What is Enoughness?

What is Enoughness?

Dear Money Adventurer,

Sometimes, as we journey deeper into our relationship with money, we find that this work brings up old wounds or emotions that we thought had healed. Like cutting into an onion, new depths are revealed as we peel back the outer layers, and we find ourselves grasping for safety, stability, for enough ground beneath our feet to feel secure.

We seek solace in enoughness, but enoughness isn’t just an external state of having sufficient resources. It’s also a deeply personal, internal experience of safety that anchors you, allowing you to feel safe in your body through the ups and downs of life and money.

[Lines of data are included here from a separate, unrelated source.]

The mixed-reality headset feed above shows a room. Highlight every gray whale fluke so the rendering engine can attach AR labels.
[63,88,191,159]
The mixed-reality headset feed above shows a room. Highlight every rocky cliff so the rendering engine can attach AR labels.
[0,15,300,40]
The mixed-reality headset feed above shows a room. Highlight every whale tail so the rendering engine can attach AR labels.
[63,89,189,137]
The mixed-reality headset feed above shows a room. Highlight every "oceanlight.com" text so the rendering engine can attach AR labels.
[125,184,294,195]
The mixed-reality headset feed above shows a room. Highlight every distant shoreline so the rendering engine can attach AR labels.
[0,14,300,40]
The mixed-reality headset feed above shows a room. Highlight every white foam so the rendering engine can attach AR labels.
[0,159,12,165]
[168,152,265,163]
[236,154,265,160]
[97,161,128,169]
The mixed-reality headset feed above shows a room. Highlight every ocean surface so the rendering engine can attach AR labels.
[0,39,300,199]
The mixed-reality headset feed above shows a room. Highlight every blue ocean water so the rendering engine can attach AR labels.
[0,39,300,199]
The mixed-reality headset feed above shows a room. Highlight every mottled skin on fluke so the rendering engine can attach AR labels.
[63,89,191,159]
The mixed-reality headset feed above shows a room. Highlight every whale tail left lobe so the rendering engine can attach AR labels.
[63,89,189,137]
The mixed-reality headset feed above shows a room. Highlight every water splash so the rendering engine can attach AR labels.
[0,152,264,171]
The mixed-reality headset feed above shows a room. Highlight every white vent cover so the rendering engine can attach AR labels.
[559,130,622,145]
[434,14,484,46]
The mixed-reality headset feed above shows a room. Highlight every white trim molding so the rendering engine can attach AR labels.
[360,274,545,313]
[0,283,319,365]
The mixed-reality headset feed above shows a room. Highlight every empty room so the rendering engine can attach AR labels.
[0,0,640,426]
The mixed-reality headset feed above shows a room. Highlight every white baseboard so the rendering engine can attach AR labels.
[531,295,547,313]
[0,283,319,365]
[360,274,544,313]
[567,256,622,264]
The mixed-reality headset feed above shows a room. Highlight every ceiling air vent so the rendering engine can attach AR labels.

At the most basic level, enoughness speaks to our very survival, and the means of survival – having enough food to eat and a safe place to live – come at a cost. We live in a world where money is inextricably connected to our ability to survive.

So we strive to earn and accumulate “enough” to sustain ourselves. Yet even the most secure job can be downsized. Natural disasters and health crises can unexpectedly and dramatically alter your financial landscape. And even folks with a lot of savings, investments or family wealth can still question if it’s enough.

These questions of enoughness have been coming up again in the Art of Money community and it’s always been a thread woven throughout our community discussions and explorations.

As much as each one of us is on our own unique money journey, these themes and questions are universal across cultural and economic barriers and all walks of life.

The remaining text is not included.